Performing the same routine often and on can get you bored and tired, despite your best efforts. Learn to be spontaneous. As you master a new skill, view it as an opportunity to add even more spontaneity to your routines. Watch your mood and how your set makes you feel, then spontaneously decide on an action that can make it even better. This will come in handy when performing dance music in front of a crowd. You will need to switch things up, loop in parts of tracks to increase their lengths, or cut off tunes, depending on how you read the audience’s reaction to you’re a tune. And it can be the difference between an awesome night and a dreary one.

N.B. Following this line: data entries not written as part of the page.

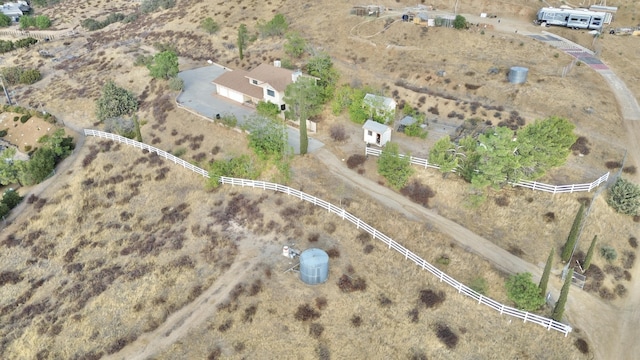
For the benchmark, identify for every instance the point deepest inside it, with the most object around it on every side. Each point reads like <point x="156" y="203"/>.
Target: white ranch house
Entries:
<point x="376" y="133"/>
<point x="264" y="83"/>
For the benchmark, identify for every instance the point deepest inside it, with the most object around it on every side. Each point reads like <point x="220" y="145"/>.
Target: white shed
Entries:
<point x="376" y="133"/>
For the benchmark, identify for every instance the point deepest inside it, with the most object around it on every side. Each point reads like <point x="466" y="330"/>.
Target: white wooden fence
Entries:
<point x="534" y="185"/>
<point x="139" y="145"/>
<point x="549" y="324"/>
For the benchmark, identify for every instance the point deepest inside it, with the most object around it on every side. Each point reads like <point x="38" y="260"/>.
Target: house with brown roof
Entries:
<point x="264" y="83"/>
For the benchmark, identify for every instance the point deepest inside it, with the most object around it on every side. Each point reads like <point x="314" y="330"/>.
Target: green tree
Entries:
<point x="543" y="145"/>
<point x="587" y="259"/>
<point x="209" y="25"/>
<point x="115" y="101"/>
<point x="268" y="109"/>
<point x="164" y="66"/>
<point x="5" y="21"/>
<point x="396" y="169"/>
<point x="8" y="170"/>
<point x="573" y="235"/>
<point x="275" y="27"/>
<point x="321" y="67"/>
<point x="443" y="153"/>
<point x="42" y="22"/>
<point x="61" y="145"/>
<point x="460" y="22"/>
<point x="624" y="197"/>
<point x="558" y="310"/>
<point x="544" y="280"/>
<point x="524" y="292"/>
<point x="243" y="37"/>
<point x="304" y="100"/>
<point x="295" y="45"/>
<point x="267" y="137"/>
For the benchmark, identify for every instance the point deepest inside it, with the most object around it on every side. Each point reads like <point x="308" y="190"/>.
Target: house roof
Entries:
<point x="375" y="127"/>
<point x="372" y="99"/>
<point x="277" y="77"/>
<point x="407" y="120"/>
<point x="237" y="80"/>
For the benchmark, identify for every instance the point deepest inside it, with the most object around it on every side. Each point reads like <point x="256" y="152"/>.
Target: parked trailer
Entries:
<point x="571" y="18"/>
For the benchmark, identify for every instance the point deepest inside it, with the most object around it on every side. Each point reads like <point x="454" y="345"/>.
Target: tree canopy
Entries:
<point x="304" y="100"/>
<point x="164" y="65"/>
<point x="115" y="101"/>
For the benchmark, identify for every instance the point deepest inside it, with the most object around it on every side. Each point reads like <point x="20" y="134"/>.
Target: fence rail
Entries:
<point x="533" y="185"/>
<point x="549" y="324"/>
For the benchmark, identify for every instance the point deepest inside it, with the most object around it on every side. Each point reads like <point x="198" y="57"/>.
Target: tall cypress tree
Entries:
<point x="558" y="310"/>
<point x="573" y="235"/>
<point x="545" y="275"/>
<point x="587" y="259"/>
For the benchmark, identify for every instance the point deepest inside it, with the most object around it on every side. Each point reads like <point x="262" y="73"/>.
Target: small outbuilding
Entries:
<point x="376" y="133"/>
<point x="380" y="107"/>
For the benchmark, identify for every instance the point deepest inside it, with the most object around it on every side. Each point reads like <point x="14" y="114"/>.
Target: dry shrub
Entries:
<point x="315" y="330"/>
<point x="225" y="325"/>
<point x="355" y="160"/>
<point x="414" y="315"/>
<point x="431" y="299"/>
<point x="446" y="335"/>
<point x="582" y="345"/>
<point x="418" y="192"/>
<point x="348" y="284"/>
<point x="333" y="253"/>
<point x="612" y="165"/>
<point x="321" y="302"/>
<point x="502" y="201"/>
<point x="549" y="217"/>
<point x="306" y="312"/>
<point x="338" y="132"/>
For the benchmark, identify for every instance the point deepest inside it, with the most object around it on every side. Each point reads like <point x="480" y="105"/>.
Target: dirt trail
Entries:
<point x="178" y="324"/>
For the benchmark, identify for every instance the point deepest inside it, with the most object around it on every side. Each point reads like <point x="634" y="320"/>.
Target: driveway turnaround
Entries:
<point x="199" y="95"/>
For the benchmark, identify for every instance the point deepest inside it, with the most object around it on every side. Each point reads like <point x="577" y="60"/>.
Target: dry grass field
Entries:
<point x="122" y="240"/>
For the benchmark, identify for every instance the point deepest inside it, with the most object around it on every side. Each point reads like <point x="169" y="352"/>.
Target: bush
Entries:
<point x="624" y="197"/>
<point x="338" y="132"/>
<point x="176" y="84"/>
<point x="524" y="292"/>
<point x="608" y="252"/>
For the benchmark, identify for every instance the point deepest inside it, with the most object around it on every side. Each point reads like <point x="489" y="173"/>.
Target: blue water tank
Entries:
<point x="518" y="75"/>
<point x="314" y="266"/>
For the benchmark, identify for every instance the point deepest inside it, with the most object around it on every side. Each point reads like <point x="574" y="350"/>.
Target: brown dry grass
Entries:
<point x="80" y="245"/>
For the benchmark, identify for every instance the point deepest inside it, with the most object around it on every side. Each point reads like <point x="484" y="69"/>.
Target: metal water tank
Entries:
<point x="314" y="266"/>
<point x="518" y="75"/>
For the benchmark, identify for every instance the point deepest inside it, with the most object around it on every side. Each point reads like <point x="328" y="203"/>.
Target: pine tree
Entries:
<point x="587" y="260"/>
<point x="545" y="275"/>
<point x="573" y="235"/>
<point x="558" y="310"/>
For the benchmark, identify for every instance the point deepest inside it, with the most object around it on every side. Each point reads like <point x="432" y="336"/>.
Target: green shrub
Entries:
<point x="608" y="252"/>
<point x="624" y="197"/>
<point x="176" y="83"/>
<point x="24" y="118"/>
<point x="524" y="292"/>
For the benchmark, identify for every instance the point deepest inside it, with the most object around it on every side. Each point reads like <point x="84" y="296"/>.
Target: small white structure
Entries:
<point x="380" y="107"/>
<point x="376" y="133"/>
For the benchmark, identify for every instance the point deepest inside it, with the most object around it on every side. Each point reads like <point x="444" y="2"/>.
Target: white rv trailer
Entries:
<point x="571" y="18"/>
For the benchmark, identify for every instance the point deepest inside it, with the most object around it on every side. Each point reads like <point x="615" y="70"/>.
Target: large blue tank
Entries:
<point x="314" y="266"/>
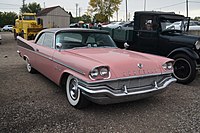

      1. Stay Out of the Red Zone

This is likely not going to happen when you are performing in your bedroom, still it is a tip you must not take for granted. When performing to a bubbling audience, you might switch to a tune that gets everyone on their feet. As you push up the volume levels to buy into this vibe, avoid pushing any of your levels into the red zone. The result will be a distorted sound that degrades the music and destroys the vibe. If there is a master volume, keep an eye out for it, and keep it away from the red using EQ controls or other level controls.

      1. Never Overdo it with Effects

Overdoing anything in DJing is always a big no. Effects can add an artistic touch to your performance, making your tracks seem that much more unique. It enhances your performance and can help ease the transition between records. But when you overuse your effects, they lose the special feel about them and become a redundant and annoying trait of your performance. Stutters, echo, filters, and any other effects that come to mind, when used only occasionally through your set, can give your performance new life.

      1. Use Careful Transitions

Imagine a DJ taking you abruptly from the thrill of techno to the boom of big band with no prior warnings. The drastic change in atmosphere can knock you off your groove and take the dance away from you, until you get used to it. Rather than making such drastic changes, transition carefully by playing a slow song or two that can give room for dancers to catch their breath before the change is made.

      1. Organize your Songs

Wherever you are playing – club, wedding, etc. – do not play the same style of song for so long. Have different carefully packed playlists that you can switch between at any time. There is no hard and fast rule as to how your organization should go. Most DJs choose to organize their songs by genre. Others prefer to organize them by mood, arranging them into categories that bother on the mood they demand of the audience. Similar to mood, some organize playlists into peak time tunes, warm-up tunes, new tunes, classic floor-fillers, etc. Find a categorization that works for you and swap the playlists as the night progresses.

Never Stop Learning

There are always new skills to be learnt, new techniques to pick up, or some new method to try. The moment you stop learning is the moment you stop growing as a DJ. And stagnation is closely followed by redundancy. Keep yourself fresh and your tunes hot by always learning. As a beginner, you will have to play around a lot before you find out what works for you. Even then, continue to try new things so that you can continue to improve.